Discover more from Machine learning at scale
#33 Why Data Science projects fail?

Table of contents
Introduction.
Why Data Science projects fail?
Closing thoughts.
Introduction
I came across [1] which peaked my interest. Machine learning projects are now everywhere in tech companies. Everyone wants to jump on the Machine Learning train!
Still, many of them fail / go nowhere.
Why?
Let's look at some common mistakes and how to avoid them.
Why Data Science projects fail?
Effective stakeholder management
Stakeholders should share equal responsability as the individual contributors. However, there is a gap between what stakeholders think machine learning can solve and what it can actually solve.
So, okay, better communication... You already know this!
But let's go one step ahead.
Processes should be defined to bridge the communication gap between organizational structure and leadership commitment.
Leadership does not commit to a project because it is not clear how the business metrics are going to be impacted. That's a problem that can be solved by having a process in place to define such metrics before even thinking about a machine learning solution.
A good business metric is defined but the organization structure does not support the new machine learning project. This is harder to solve, a few possibilities:
Individual contributor are stretched towards a different role for the duration of the project. (Could be a good thing!)
Cross team collaboration is supported to fill the knowledge gaps.
Data quality issues
Most teams don't want to be "stuck" fixing data quality issues. Often times, these issues are not tangible enough and an individual contributor's incentives are aligned towards other deliverables.
In this case, either there is a specific tool / ninja-team that helps with data quality, or incentives should be re-aligned.
But there are some cases where it's even easier: the status-quo models contain data quality bug. Then, it's should be easy to prove the impact of the fix by duplicating (for little time and little effort!) the production models and assessing results.
Model deployment and production
Many models are created offline in random colabs, and then handed to engineers that need to productionize them.
I believe there should be tight coupling between the model creation phase and model productionization phase:
Training data and labels should be accessible for both the offline experimentation and the model productization.
The model architecture should not be pushed to the limit to boost some offline metrics, if that means not being served at all.
The productization platform should allow for easy experimentation.
Change management
Most of the data science project are either used for tactical fixes or time saving or cost saving using automation to reduce manual effort.

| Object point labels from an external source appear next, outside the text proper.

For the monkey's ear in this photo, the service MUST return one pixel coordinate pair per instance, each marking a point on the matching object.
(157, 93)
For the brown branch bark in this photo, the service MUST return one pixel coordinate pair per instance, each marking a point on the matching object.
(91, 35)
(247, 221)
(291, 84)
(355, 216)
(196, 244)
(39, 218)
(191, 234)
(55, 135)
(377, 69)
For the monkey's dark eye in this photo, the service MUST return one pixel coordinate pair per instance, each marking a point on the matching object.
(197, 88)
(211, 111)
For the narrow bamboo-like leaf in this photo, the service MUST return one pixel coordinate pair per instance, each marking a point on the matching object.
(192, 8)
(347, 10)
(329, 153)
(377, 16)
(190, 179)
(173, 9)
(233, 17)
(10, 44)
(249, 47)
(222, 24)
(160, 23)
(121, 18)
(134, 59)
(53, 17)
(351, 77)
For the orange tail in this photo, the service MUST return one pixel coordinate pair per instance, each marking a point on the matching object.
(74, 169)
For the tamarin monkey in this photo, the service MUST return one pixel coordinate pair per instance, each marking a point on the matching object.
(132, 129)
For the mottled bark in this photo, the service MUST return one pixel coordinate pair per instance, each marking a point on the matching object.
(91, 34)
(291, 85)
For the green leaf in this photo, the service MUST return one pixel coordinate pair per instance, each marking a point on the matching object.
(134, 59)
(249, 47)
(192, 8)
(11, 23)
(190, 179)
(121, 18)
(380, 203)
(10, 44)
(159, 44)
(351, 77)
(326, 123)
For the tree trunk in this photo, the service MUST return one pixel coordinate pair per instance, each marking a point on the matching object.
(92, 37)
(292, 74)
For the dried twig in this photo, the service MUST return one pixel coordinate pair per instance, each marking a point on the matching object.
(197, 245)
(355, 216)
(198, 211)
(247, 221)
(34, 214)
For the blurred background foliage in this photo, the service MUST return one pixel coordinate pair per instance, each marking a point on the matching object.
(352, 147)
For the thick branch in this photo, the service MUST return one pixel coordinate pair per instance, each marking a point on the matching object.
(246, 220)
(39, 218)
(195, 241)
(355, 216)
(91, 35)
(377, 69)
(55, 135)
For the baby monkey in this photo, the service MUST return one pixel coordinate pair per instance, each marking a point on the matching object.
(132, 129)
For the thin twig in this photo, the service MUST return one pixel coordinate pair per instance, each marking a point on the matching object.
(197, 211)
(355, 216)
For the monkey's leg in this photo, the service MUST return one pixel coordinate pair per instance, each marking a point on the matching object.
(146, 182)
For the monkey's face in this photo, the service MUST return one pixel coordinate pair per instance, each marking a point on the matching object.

To handle change management, the machine learning team needs to engage with the team soon-to-be-affected team early on and illustrate how this is going to improve their work.

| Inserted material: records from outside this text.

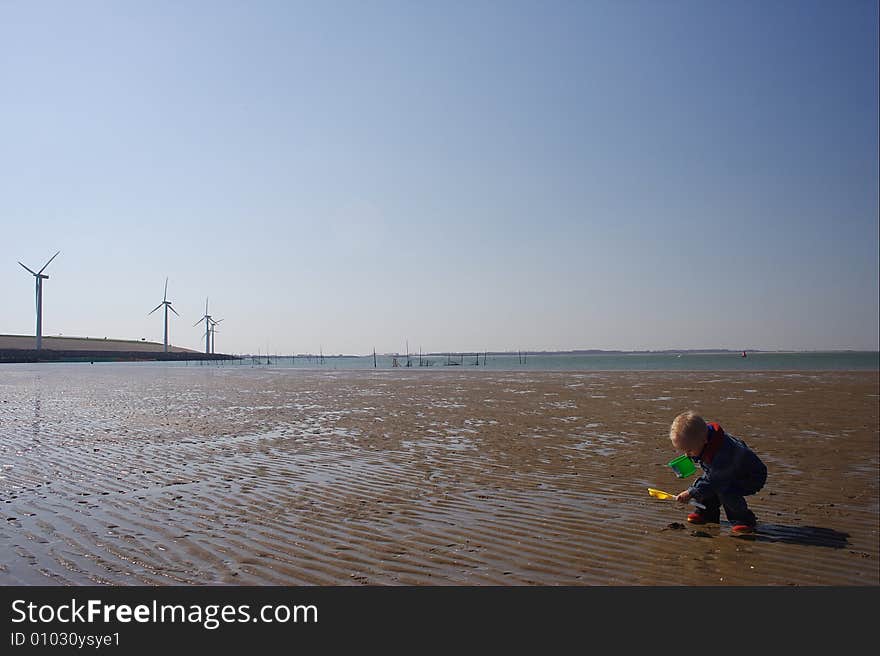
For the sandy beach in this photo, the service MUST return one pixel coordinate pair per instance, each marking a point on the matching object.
(151, 474)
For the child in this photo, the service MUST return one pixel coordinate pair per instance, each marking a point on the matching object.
(731, 471)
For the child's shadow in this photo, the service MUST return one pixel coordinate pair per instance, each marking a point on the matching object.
(808, 535)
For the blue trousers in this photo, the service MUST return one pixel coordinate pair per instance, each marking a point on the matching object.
(733, 500)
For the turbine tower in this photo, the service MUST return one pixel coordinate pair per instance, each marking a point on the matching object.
(40, 278)
(167, 305)
(207, 319)
(213, 331)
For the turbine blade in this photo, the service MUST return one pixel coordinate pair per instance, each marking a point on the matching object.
(47, 263)
(34, 273)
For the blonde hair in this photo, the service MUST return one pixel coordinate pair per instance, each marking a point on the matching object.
(688, 430)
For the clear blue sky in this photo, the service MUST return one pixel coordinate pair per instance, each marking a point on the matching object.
(464, 175)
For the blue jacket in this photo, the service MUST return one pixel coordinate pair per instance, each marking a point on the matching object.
(729, 466)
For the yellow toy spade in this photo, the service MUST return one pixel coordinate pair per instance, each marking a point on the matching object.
(660, 494)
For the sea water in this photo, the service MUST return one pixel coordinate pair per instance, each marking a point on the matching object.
(666, 361)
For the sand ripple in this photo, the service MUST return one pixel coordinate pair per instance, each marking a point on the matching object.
(146, 474)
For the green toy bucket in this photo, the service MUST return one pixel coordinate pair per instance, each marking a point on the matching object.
(683, 466)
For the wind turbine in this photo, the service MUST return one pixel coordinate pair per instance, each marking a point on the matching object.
(207, 319)
(40, 278)
(213, 331)
(167, 305)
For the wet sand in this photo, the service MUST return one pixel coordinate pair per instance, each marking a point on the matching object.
(147, 474)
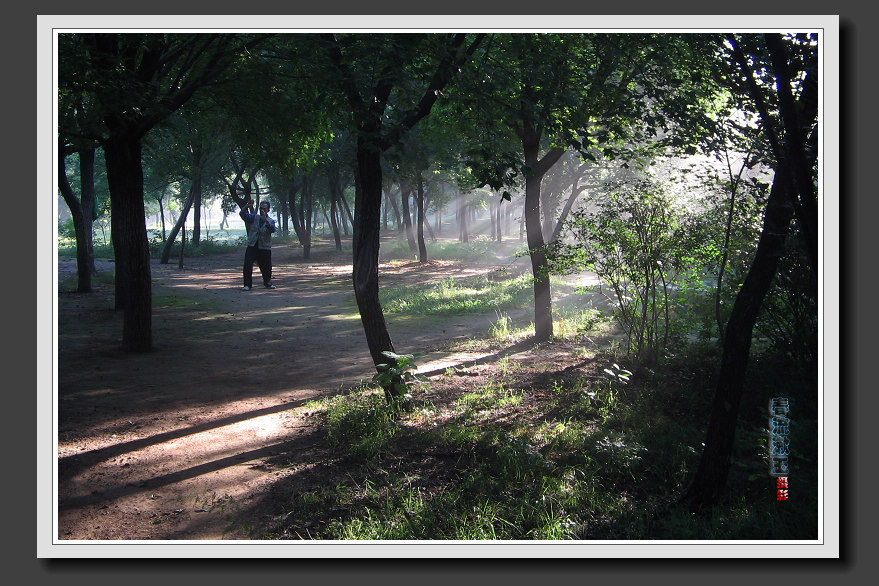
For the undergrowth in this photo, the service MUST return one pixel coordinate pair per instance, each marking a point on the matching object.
(522, 450)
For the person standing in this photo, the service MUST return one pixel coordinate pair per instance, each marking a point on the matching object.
(260, 228)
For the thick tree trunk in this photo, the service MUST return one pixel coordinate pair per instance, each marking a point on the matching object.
(539, 265)
(534, 230)
(711, 476)
(367, 211)
(133, 276)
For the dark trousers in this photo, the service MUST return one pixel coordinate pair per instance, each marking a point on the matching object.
(263, 258)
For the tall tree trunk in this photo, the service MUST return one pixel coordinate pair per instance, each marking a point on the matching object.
(333, 213)
(194, 190)
(464, 235)
(367, 207)
(125, 178)
(405, 192)
(419, 205)
(711, 475)
(84, 275)
(88, 199)
(530, 137)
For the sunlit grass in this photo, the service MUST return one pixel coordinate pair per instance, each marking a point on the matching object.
(574, 468)
(450, 296)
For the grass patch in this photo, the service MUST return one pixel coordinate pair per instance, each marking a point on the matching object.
(451, 296)
(534, 452)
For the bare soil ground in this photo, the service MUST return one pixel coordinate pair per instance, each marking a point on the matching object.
(186, 442)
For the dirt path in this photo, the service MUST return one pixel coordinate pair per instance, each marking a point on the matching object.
(185, 442)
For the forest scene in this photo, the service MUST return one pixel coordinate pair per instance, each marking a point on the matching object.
(527, 286)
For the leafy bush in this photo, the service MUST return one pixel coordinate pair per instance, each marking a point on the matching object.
(640, 244)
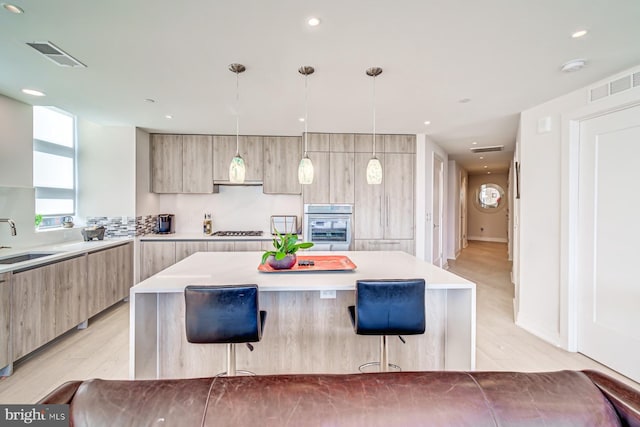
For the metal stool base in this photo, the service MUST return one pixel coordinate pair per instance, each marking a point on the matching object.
(366, 365)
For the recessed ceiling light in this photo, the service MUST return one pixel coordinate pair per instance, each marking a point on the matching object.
(33, 92)
(12, 8)
(573, 65)
(579, 34)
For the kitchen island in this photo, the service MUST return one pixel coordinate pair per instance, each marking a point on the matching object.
(308, 329)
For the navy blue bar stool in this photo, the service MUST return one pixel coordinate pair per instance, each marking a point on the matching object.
(388, 307)
(224, 315)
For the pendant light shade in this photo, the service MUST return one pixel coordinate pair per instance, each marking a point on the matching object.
(237, 169)
(305, 168)
(374, 167)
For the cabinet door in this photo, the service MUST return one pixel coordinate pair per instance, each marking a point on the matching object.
(363, 143)
(197, 164)
(342, 178)
(156, 256)
(184, 249)
(5, 320)
(281, 157)
(110, 275)
(368, 210)
(399, 185)
(223, 246)
(399, 144)
(70, 278)
(318, 190)
(166, 163)
(33, 309)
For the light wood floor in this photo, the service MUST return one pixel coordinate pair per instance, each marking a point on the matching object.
(101, 350)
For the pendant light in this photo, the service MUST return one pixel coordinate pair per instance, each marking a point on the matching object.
(237, 169)
(374, 167)
(305, 169)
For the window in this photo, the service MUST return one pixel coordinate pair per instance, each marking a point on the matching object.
(54, 159)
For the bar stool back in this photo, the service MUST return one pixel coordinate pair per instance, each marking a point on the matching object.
(224, 315)
(388, 307)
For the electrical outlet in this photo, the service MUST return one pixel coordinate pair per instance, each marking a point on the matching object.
(327, 294)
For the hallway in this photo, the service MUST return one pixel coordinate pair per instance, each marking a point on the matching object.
(500, 344)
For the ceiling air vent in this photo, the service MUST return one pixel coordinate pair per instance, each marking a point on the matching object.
(486, 149)
(56, 54)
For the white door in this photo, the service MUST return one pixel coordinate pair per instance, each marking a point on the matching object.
(438, 175)
(608, 240)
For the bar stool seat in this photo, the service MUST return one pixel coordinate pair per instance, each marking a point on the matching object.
(388, 307)
(227, 314)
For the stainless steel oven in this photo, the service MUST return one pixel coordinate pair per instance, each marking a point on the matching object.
(328, 227)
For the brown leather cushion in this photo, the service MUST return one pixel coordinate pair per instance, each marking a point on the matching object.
(388, 399)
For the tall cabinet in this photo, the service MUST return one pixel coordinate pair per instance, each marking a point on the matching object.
(384, 214)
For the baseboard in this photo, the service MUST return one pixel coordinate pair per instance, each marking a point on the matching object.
(488, 239)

As an example, a platform might be moving from hand-made rules to machine learning models. This can scare operators that are used to create such rules.

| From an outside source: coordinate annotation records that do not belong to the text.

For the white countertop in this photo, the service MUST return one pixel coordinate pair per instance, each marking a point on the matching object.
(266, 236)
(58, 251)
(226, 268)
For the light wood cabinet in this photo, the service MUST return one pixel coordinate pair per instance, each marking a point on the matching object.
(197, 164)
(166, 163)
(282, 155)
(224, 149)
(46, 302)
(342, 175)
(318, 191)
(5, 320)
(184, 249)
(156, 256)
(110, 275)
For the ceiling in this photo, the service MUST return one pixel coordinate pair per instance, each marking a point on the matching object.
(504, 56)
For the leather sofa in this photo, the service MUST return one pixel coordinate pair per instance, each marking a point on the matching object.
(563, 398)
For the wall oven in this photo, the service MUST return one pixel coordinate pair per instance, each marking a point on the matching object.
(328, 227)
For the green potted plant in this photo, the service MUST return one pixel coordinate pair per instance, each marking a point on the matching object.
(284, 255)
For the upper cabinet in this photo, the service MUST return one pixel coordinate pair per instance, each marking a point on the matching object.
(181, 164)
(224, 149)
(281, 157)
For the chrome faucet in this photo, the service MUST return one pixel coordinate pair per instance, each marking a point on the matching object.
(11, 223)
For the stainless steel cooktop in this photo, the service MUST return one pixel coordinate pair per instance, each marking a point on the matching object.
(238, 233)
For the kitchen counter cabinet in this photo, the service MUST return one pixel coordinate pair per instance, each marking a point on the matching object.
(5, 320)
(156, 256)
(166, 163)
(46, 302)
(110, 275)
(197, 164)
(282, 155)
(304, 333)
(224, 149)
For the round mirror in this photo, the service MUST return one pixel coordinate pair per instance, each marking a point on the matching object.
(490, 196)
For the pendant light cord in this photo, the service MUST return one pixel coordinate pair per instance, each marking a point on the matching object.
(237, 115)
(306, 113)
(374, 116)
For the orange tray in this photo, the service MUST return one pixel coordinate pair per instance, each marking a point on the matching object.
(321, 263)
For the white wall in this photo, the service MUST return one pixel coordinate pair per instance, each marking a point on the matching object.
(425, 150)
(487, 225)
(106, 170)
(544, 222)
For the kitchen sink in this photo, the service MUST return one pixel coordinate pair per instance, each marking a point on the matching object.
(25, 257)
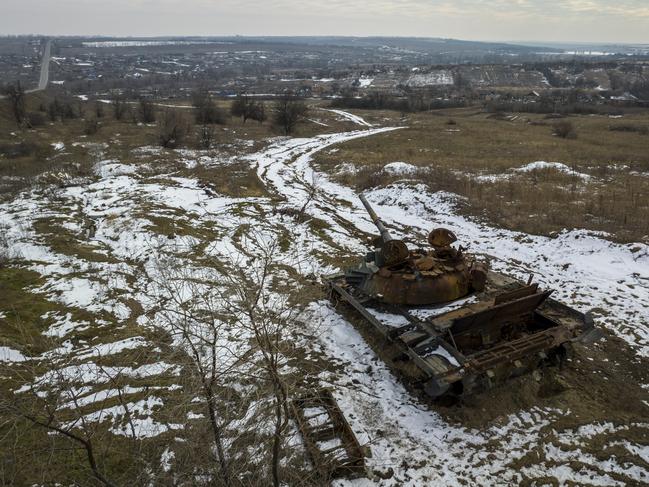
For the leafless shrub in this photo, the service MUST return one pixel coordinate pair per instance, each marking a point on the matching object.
(564, 129)
(120, 109)
(173, 129)
(91, 126)
(206, 137)
(289, 110)
(146, 111)
(16, 96)
(247, 107)
(207, 111)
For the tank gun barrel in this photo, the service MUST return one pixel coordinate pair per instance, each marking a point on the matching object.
(385, 235)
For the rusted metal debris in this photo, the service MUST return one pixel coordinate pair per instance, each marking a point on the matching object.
(511, 327)
(329, 440)
(394, 274)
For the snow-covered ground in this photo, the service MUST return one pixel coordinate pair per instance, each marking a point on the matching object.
(351, 117)
(403, 434)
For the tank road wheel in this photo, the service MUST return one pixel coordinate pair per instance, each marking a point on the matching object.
(558, 356)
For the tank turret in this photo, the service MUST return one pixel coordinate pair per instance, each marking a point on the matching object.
(394, 274)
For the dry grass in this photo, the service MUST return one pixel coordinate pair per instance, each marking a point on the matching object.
(461, 157)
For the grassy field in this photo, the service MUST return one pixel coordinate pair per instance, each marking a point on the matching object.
(604, 187)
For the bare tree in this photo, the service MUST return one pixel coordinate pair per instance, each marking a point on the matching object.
(119, 107)
(16, 96)
(247, 107)
(270, 317)
(173, 129)
(206, 137)
(146, 111)
(289, 111)
(207, 111)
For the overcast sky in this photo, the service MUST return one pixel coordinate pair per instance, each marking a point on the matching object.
(504, 20)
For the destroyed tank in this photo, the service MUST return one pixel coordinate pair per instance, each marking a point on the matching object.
(461, 328)
(394, 274)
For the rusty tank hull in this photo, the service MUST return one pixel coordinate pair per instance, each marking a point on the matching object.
(466, 328)
(509, 329)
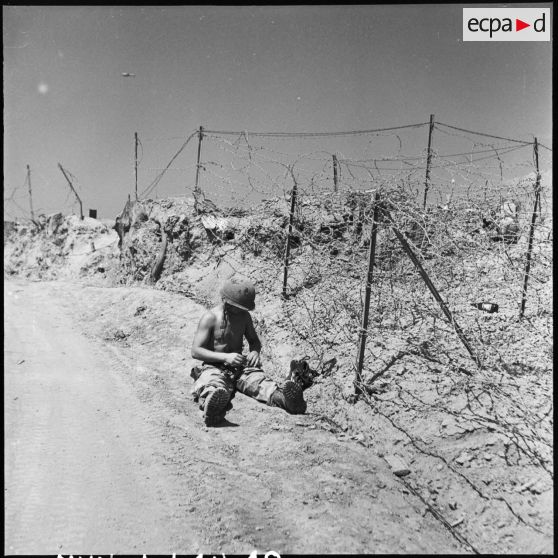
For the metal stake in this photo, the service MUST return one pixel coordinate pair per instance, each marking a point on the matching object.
(335, 173)
(136, 162)
(531, 231)
(30, 193)
(364, 325)
(428, 159)
(200, 137)
(289, 235)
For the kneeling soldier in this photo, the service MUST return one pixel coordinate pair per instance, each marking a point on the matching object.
(218, 343)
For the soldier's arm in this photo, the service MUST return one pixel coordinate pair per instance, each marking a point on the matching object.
(254, 343)
(251, 336)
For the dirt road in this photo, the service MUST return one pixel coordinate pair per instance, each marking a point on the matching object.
(104, 454)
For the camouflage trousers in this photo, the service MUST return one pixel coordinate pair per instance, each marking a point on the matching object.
(250, 381)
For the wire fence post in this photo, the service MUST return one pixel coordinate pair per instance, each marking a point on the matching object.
(200, 137)
(428, 160)
(335, 173)
(433, 289)
(531, 230)
(289, 234)
(30, 193)
(136, 162)
(366, 310)
(74, 191)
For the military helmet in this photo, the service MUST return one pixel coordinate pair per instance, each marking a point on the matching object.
(239, 293)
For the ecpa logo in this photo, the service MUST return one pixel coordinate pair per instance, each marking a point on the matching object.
(506, 24)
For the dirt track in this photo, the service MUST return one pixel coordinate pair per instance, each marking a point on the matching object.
(102, 457)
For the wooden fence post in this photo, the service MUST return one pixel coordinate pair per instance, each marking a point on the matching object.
(428, 160)
(366, 310)
(289, 234)
(531, 231)
(433, 289)
(73, 190)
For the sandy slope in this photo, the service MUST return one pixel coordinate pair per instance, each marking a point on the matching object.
(105, 451)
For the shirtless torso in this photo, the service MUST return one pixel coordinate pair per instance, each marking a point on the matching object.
(220, 337)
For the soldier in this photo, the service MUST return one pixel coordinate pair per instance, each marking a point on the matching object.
(218, 342)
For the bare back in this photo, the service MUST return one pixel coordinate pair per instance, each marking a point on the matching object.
(223, 330)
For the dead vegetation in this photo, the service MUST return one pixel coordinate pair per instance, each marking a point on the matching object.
(479, 440)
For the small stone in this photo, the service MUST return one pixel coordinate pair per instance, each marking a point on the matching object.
(527, 485)
(462, 459)
(398, 466)
(457, 522)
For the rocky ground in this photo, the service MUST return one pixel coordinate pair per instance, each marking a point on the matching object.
(476, 442)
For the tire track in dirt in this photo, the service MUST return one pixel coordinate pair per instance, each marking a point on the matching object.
(161, 481)
(78, 476)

The idea in this case is to show how the change can improve their bottom-line metrics if they move to a this new shiny tool. Good documentation is important here!
Data governance
Data governance processes, roles, policies and standard are getting more stronger after GDPR.
Around 30% of data science projects unable to go to production due to Data Governance rules according to [1].
And that number will only go up!
Machine learning teams need to come to the conclusion that less data will come through their pipeline and at a premium cost!
To prepare for this, they should be on the lookout for:
New sources of data that are do not contain Personal identifiable information (PII)
Making sure it is easy to remove features that are based on PII from production model seamlessly.
Closing thoughts
I hope the list above gives you clarity into what mistakes to avoid when leading your next Machine Learning project!